Listen to the episode here →
III. Research Highlight: Building a Solidarity Ecosystem for AI
Trebor Scholz and Mark Esposito published “Building a Solidarity Ecosystem for AI” in the Stanford Social Innovation Review — part of a broader research initiative Scholz has been developing with Morshed Mannan. BlockchainGov’s Tara Merk is also involved in this project. The article argues that cooperatives, public institutions, and social movements need to actively construct and connect alternatives to Big Tech AI through what Scholz calls the “solidarity stack” — a cooperative digital economy spanning cooperative data centres, AI cooperatives, federated infrastructures, and small LLMs. With 1.2 million workers across 53 countries already engaged, the authors frame this as an emerging movement rather than a theoretical exercise. The piece emphasizes thinking in terms of ecosystems rather than isolated interventions, given the scale of global AI supply chains. For those following BlockchainGov’s ongoing work on community data centres and cooperative infrastructure, led by Tara & Morshed, this article provides useful context for where that research sits within the broader solidarity economy conversation.

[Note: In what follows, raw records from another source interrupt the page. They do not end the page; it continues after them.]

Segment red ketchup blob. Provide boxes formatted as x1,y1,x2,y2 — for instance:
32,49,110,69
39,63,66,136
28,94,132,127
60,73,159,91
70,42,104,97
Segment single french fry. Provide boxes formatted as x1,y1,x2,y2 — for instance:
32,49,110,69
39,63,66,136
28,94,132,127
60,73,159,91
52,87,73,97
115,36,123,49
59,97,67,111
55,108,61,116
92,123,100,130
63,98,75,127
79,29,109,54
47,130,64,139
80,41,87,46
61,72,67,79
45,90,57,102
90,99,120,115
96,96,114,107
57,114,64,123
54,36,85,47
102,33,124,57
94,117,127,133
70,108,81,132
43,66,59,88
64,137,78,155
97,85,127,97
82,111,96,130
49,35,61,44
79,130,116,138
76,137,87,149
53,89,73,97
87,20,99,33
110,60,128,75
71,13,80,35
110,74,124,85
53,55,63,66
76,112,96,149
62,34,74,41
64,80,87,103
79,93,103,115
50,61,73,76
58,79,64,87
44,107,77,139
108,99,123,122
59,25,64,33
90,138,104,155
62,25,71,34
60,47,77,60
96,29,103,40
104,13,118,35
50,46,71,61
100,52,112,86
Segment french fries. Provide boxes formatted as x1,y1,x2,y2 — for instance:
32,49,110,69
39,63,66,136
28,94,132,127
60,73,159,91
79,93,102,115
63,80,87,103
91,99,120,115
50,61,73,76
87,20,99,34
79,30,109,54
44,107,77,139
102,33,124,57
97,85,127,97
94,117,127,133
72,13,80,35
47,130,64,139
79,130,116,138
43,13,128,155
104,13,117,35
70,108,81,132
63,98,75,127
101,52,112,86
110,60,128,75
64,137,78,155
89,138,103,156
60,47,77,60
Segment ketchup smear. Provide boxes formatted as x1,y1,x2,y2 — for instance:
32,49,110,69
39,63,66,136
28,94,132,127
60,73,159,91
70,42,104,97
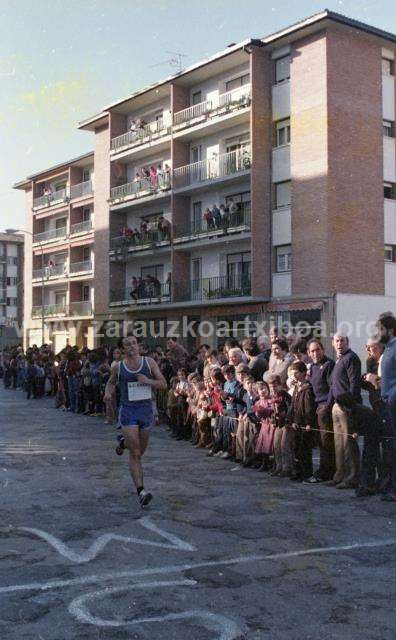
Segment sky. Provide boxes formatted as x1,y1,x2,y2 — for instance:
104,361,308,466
0,0,396,231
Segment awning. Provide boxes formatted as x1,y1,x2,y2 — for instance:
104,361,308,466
266,300,324,312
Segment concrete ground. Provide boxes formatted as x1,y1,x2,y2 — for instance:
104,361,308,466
0,388,396,640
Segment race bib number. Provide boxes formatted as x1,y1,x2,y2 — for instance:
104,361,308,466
128,382,152,402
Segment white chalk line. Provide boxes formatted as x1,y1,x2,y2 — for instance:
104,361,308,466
69,580,242,640
0,538,396,594
11,517,196,564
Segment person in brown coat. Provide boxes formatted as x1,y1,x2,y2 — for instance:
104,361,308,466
287,362,317,482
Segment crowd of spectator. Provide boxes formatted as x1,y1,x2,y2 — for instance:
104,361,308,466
1,313,396,501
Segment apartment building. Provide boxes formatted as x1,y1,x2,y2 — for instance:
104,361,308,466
15,153,95,352
0,230,24,348
17,11,396,356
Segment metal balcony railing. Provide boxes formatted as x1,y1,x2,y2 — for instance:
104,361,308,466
173,147,251,189
175,202,250,238
110,281,170,306
33,227,67,243
187,275,251,300
70,220,92,236
33,189,69,209
110,229,170,250
173,84,251,128
32,264,67,280
110,174,171,200
69,260,92,273
32,304,67,318
68,300,92,316
110,118,170,151
70,180,93,199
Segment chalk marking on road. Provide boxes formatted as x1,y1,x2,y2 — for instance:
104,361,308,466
0,538,396,594
69,580,243,640
10,517,196,564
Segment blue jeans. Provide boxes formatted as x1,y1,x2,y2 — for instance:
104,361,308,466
381,403,396,493
68,376,80,413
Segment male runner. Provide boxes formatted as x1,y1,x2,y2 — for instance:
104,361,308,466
105,336,166,507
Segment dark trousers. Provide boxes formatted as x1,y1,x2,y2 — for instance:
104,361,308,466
316,404,336,480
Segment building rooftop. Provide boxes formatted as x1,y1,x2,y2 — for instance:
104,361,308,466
78,9,396,130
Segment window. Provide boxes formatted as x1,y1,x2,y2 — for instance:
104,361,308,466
55,218,67,229
225,73,250,93
191,202,202,233
276,244,291,273
191,91,202,105
275,56,290,83
275,180,291,209
384,244,396,262
82,284,91,302
382,120,393,138
276,120,290,147
382,58,395,76
140,264,164,282
384,182,396,200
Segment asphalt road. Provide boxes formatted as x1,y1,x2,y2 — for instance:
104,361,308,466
0,388,396,640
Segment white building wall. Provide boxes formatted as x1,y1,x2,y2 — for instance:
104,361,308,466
272,144,291,182
336,292,396,362
272,207,291,247
272,80,290,121
384,200,396,244
272,273,291,298
383,136,396,182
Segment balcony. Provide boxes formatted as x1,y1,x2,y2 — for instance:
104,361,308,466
110,118,171,153
33,189,69,209
110,229,170,252
70,220,92,236
32,263,67,280
69,260,92,276
174,202,250,243
173,147,251,189
70,180,93,200
110,174,171,202
110,282,170,307
184,275,251,301
68,300,92,316
173,84,251,131
33,227,67,244
32,300,92,318
32,304,67,318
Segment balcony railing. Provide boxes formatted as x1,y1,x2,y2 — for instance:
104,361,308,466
188,275,251,300
110,118,171,151
33,227,67,242
110,281,170,306
32,304,67,318
69,260,92,273
32,300,92,318
110,174,171,200
175,202,250,238
110,229,170,250
70,220,92,236
68,300,92,316
173,147,251,189
33,189,69,209
70,180,93,199
32,264,67,280
173,84,251,129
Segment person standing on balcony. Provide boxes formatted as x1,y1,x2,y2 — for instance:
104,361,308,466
104,336,166,508
212,204,221,229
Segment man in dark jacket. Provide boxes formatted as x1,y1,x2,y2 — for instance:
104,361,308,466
306,338,335,484
328,333,362,489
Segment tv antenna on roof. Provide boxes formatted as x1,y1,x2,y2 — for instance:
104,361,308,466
150,51,187,73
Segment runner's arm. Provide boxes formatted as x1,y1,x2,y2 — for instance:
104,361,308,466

Read it here → https://ssir.org/articles/entry/artificial-intelligence-solidarity-ecosystem
IV. Website Update
The BlockchainGov website has been updated — the Projects page is new, and the News & Communications section has been redesigned.
Take a look → https://blockchaingov.eu/
V. Calls for Papers
Two opportunities for researchers and legal scholars with rolling submissions:
Journal of Computational Law and Legal Technology — open call for papers (no fixed deadline) at the intersection of computational methods, law, and legal technology. Topics include AI & legal reasoning, RegTech, computational governance, smart contracts, and related areas. APCs waived until end of 2026.
More info & submit → https://ojs.bonviewpress.com/index.php/JCLLT/about/submissions
SCRIPTed: A Journal of Law, Technology & Society — (no fixed deadline) on any topic relating to law, technology & society. Accepts full articles (up to 10,000 words), analysis pieces, case comments and conference reports. No publication fees.
More info & submit → https://journals.ed.ac.uk/script-ed/about/submissions
VII. Walk the Talk
Esen Esener is asking her network for help testing an early crypto regulatory tracker covering 40+ jurisdictions.
If you work in crypto compliance or legal, she’d love 5 minutes of your time for feedback.
Read her posts here → Walk the Talk Series
VI. Coming Up
”Reclaim the Cloud! Contesting, Resisting and Reimagining Data Centers” (April 13, Berlin + livestream) Jointly presented by Bits & Bäume and the Weizenbaum Institute’s research group “Digitalization, Sustainability, and Participation,” this event sits at the intersection of AI-driven infrastructure demand, environmental impact, and community alternatives to Big Tech hyperscalers. Tara Merk will be facilitating. The event will be held at the Weizenbaum-Institut, Hardenbergstraße 32, 10623 Berlin, with a livestream option available.